According to Sa’ar, the migrants had arrived in a number of African states in accordance with an agreement signed by both Israel and the destination countries’ governments, Haaretz reported.

The minister said that only a few dozen Africans had left the country, but added that he hoped more individuals would follow suit and leave Israeli territory of their own accord.

“Any migrant who wants to go out to a third country can do it, he does not need my approval, he does not need approval from the Ministry of the Interior, he does not need an agreement with the [other] states — he can just do it.”

Education Minister Gideon Sa'ar (photo credit: Abir Sultan/Flash90)

Interior Minister Gideon Sa’ar (photo credit: Abir Sultan/Flash90/File)

The Interior Minister went on to criticize Israeli human rights groups, saying they were confusing the migrants — most of whom are asylum seekers that entered Israel through Egypt — by suggesting that Israel was attempting to expel them. He insisted that the migrants had not been forced to exit the country.

“Even radical organizations protesting against government policy cannot entrench themselves on the tarmac and prevent [the migrants] from leaving,” Sa’ar said.

“Anyone who leaves, whether it’s to their country of origin or a third country, is doing so out of free will, out of choice.”

In mid-February, Sa’ar stated that an estimated 1,500 Eritrean and Sudanese migrants would leave Israel willingly by the end of the same month.

The number of migrants who had exited the country in February was “reminiscent of the number of infiltrators who entered Israel during the peak of illegal infiltration,” Sa’ar said without specifying.

The Israeli government reportedly offers migrants grants amounting to $3,500 to leave the country of their own accord. That financial incentive, along with the disincentive of the “infiltration law,” under which illegal African immigrants can be held in detention centers in southern Israel for indeterminate periods, have prompted some Africans to reconsider staying in the country.

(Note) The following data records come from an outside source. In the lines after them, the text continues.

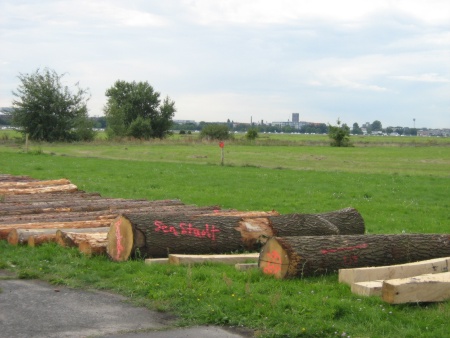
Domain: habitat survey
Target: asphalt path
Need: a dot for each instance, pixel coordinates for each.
(33, 308)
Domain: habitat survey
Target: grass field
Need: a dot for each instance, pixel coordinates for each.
(402, 186)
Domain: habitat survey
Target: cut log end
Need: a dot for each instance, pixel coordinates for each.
(273, 259)
(120, 239)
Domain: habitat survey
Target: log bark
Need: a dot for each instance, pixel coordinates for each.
(5, 230)
(85, 205)
(33, 184)
(40, 239)
(152, 235)
(38, 190)
(57, 196)
(289, 257)
(21, 236)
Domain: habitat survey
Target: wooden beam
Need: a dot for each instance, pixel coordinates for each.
(151, 261)
(226, 259)
(425, 288)
(372, 288)
(436, 265)
(246, 266)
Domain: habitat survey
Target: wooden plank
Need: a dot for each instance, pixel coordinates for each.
(430, 266)
(151, 261)
(226, 259)
(425, 288)
(246, 266)
(372, 288)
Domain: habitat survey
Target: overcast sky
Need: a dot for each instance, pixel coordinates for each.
(357, 60)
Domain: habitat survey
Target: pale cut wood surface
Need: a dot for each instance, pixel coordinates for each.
(226, 259)
(437, 265)
(425, 288)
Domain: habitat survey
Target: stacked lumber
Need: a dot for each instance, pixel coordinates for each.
(422, 281)
(33, 212)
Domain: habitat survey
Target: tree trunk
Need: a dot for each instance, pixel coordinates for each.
(288, 257)
(33, 184)
(5, 230)
(151, 235)
(57, 196)
(86, 205)
(38, 189)
(40, 239)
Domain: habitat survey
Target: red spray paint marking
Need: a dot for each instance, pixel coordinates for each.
(350, 248)
(118, 239)
(187, 229)
(274, 265)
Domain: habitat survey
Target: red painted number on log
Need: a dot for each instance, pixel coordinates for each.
(274, 263)
(349, 248)
(119, 237)
(187, 229)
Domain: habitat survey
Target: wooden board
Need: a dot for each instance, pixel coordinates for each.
(226, 259)
(246, 266)
(436, 265)
(157, 261)
(372, 288)
(425, 288)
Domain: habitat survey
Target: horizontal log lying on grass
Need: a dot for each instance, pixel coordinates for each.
(6, 229)
(152, 235)
(288, 257)
(38, 190)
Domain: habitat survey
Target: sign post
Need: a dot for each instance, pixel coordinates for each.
(221, 145)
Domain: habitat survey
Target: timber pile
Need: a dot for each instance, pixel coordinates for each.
(297, 257)
(423, 281)
(34, 212)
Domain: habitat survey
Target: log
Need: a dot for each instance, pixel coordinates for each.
(21, 236)
(70, 239)
(290, 257)
(425, 288)
(6, 229)
(153, 235)
(93, 246)
(86, 205)
(38, 190)
(437, 265)
(33, 184)
(40, 239)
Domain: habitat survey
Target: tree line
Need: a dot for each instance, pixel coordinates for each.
(47, 110)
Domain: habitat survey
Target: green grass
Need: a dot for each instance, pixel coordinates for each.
(395, 188)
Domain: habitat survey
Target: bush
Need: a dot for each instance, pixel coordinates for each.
(215, 132)
(251, 134)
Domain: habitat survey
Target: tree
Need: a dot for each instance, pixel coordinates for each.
(339, 135)
(128, 101)
(356, 130)
(376, 126)
(215, 132)
(48, 111)
(252, 134)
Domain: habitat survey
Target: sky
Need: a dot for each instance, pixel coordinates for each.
(244, 60)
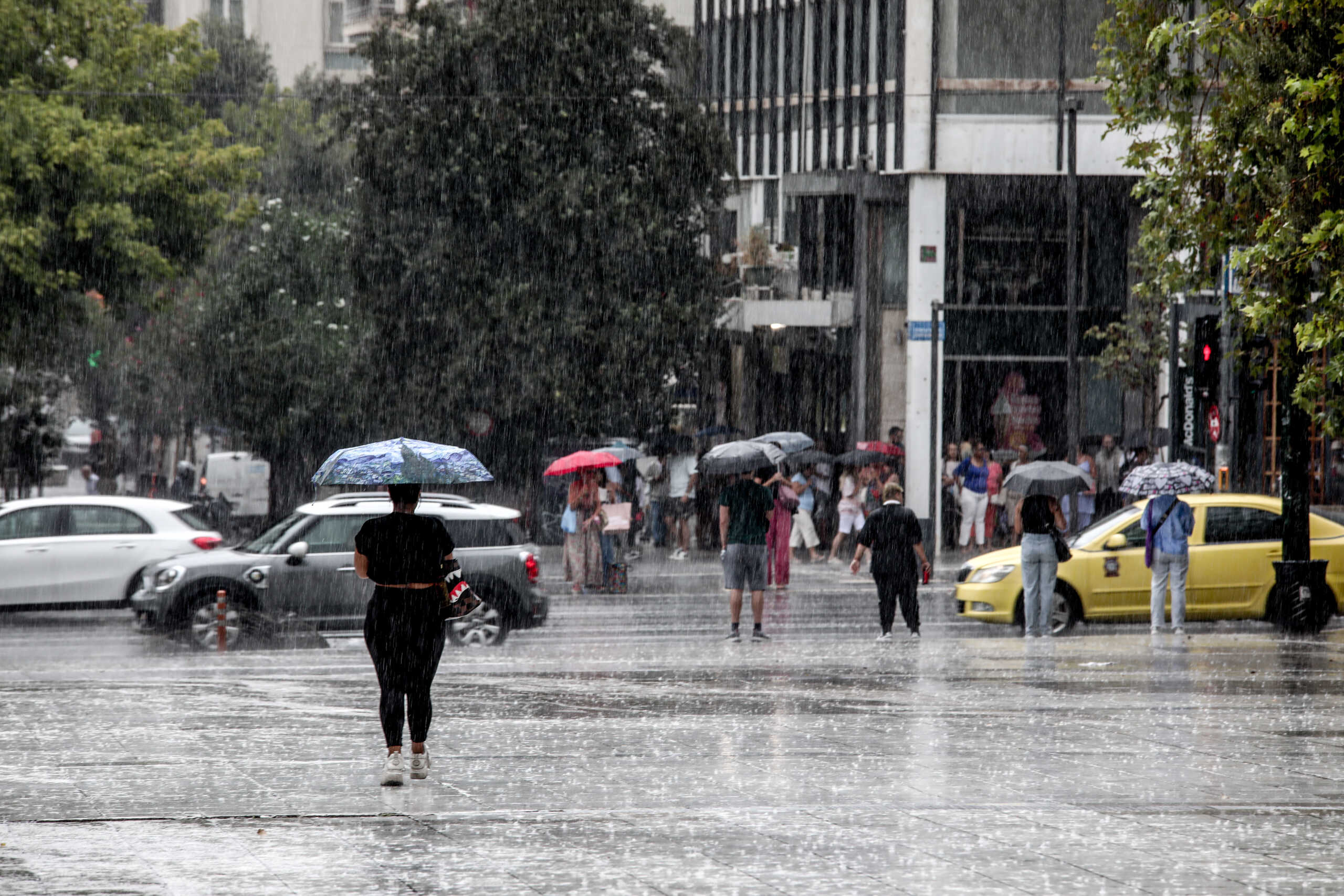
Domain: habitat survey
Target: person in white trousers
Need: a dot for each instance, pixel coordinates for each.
(973, 477)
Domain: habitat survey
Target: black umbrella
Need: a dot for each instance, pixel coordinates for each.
(862, 458)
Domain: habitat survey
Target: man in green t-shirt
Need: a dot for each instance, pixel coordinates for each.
(745, 510)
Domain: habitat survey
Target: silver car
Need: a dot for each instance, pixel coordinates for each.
(303, 568)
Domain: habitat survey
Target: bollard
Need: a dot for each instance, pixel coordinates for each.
(221, 629)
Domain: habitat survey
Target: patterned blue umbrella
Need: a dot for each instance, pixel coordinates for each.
(1167, 479)
(401, 461)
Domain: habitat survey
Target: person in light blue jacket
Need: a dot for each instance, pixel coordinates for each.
(1168, 523)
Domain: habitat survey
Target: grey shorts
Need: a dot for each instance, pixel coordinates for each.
(743, 567)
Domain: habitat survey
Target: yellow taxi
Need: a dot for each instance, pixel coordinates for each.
(1232, 553)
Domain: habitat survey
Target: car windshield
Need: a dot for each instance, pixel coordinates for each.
(1102, 524)
(267, 542)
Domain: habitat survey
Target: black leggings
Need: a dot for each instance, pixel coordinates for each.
(902, 589)
(405, 637)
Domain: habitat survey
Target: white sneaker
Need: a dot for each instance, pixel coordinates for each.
(393, 769)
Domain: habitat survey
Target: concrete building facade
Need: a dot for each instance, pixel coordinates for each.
(904, 155)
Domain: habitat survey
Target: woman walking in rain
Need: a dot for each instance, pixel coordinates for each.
(584, 563)
(1037, 518)
(409, 558)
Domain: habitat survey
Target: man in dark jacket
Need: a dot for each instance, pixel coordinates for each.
(893, 534)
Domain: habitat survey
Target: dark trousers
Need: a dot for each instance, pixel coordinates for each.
(405, 633)
(898, 589)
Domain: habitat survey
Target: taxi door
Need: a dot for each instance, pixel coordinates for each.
(1232, 566)
(1117, 579)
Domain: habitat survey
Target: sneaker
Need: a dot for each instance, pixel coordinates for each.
(393, 769)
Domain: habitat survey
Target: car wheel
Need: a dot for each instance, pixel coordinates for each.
(486, 629)
(1064, 614)
(202, 624)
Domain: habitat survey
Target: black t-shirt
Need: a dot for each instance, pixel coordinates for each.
(1037, 516)
(891, 532)
(404, 549)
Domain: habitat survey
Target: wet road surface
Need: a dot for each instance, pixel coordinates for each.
(627, 749)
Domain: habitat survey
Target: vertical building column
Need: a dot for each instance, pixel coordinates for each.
(918, 87)
(925, 285)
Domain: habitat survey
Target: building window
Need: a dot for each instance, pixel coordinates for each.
(335, 23)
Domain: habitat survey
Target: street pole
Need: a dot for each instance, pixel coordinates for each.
(934, 436)
(1072, 107)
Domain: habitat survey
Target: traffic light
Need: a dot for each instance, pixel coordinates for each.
(1209, 354)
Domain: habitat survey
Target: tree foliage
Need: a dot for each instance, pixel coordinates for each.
(534, 182)
(1234, 121)
(108, 178)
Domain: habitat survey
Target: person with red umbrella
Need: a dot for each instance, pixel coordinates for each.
(584, 518)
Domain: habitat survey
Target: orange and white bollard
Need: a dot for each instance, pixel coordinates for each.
(221, 617)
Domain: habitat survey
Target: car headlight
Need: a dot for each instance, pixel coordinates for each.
(169, 577)
(998, 573)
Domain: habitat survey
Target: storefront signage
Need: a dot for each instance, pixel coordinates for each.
(922, 331)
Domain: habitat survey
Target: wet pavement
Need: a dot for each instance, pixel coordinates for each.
(627, 749)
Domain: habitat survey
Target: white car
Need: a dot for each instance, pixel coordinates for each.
(89, 551)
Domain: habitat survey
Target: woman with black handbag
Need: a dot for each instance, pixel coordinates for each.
(1038, 523)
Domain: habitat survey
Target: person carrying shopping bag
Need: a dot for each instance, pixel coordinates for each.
(1168, 523)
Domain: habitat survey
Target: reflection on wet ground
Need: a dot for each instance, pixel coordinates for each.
(625, 749)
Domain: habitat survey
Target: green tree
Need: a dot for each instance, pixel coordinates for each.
(279, 344)
(1234, 121)
(534, 184)
(241, 70)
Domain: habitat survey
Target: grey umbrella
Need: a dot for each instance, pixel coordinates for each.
(1047, 477)
(791, 442)
(740, 457)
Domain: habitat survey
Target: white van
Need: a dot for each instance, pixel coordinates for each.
(241, 479)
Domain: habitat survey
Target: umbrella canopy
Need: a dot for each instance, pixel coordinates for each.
(623, 452)
(885, 448)
(791, 442)
(581, 461)
(740, 457)
(811, 456)
(862, 458)
(401, 462)
(1167, 479)
(1047, 477)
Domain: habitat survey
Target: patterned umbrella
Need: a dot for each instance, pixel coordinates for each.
(1167, 479)
(401, 461)
(791, 442)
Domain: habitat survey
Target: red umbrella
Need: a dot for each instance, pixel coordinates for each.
(885, 448)
(581, 461)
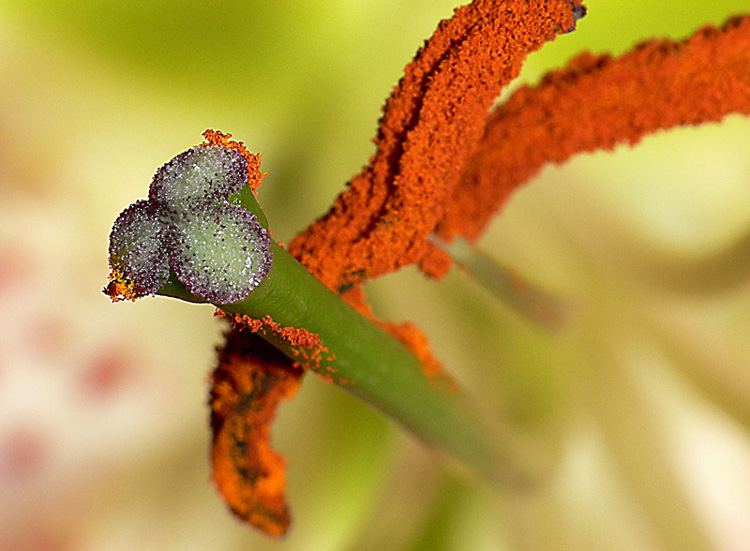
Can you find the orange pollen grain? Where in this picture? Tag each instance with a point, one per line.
(254, 175)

African refugees are loaded on a bus in southern Tel-Aviv, and moved to "Holot" detention center, on Sunday January 26, 2014 (photo credit: Tomer Neuberg/Flash 90)

African refugees are loaded on a bus in southern Tel-Aviv, and moved to “Holot” detention center, on Sunday January 26, 2014 (photo credit: Tomer Neuberg/Flash 90)

In 2013, 2,612 asylum-seekers, 1,955 of whom were from Sudan or Eritrea, left Israel as part of a voluntary departure program, up from just 461 in 2012. There are currently upwards of 50,000 African migrants in Israel.

In early January, thousands of African asylum seekers took to the streets in Tel Aviv and Jerusalem to protest government policies, and to demand refugee status. After a week, the series of rallies and strikes ended, largely without success, and with government officials maintaining that the current legislation would not be changed.